Most voice-actors feel that the encroachment of synthetic voices will hit the industrial/corporate market first, and that Audiobook publishers will be the longer hold-outs. Professional voice over artist Peter Drew said it this way: "Why pay someone to read an already dull script to accompany a human resources video on the latest changes to the company's benefits package? With hi-def hand-held cameras and desktop video production, many small retailers can make their own videos or contract a local agency to crank out a video for little money, saving even more by using a 'voice in a box'."
Quite a strong contingent of audiobook listeners and narrators believe a computer-voice will never replace a human one for capturing the delicate spirit of the spoken word. Many point out that listeners of long-form narrations don't brook acceptance of compression or other forms of audio processing, citing "ear fatigue". Wouldn't a long-form synthesized voice hold similar challenges?
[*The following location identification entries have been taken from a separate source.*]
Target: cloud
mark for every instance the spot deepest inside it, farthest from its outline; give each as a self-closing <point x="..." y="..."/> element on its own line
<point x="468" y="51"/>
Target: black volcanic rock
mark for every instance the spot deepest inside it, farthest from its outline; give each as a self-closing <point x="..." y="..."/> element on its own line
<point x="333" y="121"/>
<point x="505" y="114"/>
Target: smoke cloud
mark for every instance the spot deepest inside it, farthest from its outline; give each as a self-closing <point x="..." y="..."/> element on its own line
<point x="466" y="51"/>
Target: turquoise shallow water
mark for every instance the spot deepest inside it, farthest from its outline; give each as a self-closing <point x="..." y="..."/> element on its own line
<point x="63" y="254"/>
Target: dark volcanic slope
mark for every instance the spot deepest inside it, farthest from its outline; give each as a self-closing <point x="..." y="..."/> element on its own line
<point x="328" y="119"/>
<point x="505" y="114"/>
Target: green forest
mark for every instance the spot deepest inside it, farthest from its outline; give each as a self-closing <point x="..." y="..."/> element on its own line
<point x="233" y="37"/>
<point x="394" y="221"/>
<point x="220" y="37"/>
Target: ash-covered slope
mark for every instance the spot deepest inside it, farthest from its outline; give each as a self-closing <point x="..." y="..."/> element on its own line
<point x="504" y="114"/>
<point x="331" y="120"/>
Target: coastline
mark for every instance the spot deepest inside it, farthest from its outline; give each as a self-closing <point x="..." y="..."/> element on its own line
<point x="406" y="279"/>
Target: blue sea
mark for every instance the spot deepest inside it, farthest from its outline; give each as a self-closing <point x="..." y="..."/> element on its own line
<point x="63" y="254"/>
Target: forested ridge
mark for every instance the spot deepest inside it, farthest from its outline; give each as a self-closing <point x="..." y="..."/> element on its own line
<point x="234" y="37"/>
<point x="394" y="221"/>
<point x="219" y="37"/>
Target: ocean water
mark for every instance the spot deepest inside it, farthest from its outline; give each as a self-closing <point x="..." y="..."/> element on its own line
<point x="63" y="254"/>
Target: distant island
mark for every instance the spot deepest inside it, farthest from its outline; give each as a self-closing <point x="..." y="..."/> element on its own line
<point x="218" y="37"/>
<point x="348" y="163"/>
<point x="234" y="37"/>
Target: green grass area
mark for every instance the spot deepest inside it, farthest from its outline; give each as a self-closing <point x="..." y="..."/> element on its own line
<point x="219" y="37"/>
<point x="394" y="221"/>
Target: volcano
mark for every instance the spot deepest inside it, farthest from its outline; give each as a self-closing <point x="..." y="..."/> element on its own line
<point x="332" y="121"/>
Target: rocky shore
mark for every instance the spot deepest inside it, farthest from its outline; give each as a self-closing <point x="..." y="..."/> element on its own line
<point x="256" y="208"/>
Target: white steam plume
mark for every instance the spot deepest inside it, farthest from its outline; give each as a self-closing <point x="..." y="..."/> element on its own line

Analogies to the music industry might serve this discussion. Take for instance the many imitation sounds engineered into some electronic keyboards today. The audiophile can discern the difference, but most average music listeners can't, and don't much care...if it means a less-expensive download for their iPod. Vegas' stage shows used to all have live orchestras, now most musicians have a hard time finding work on the Strip. In fact, the electronic equivalent of human-generated music gained a foothold as a genre and a market all its own many years ago.
So, could a computer-synthesized voice approach the anguish in the voice of a jilted lover, or a woman giving birth? The jury's still out, but technical innovators tinkering with ever more sophisticated mathematical formulas, and honing artificial intelligence programs to a sharp edge will keep trying. My guess is we'll hear synthetic voices that rise to the level of chess-playing software in their ability to innovate, learn, and approximate human nuances. That's when market forces will determine whether it's worth the cost to customers.
In the meantime, whenever I hear someone say my name: "Dave", I hear echoes of Hal, and wonder if it's a real human, or just a computer-gone-wild.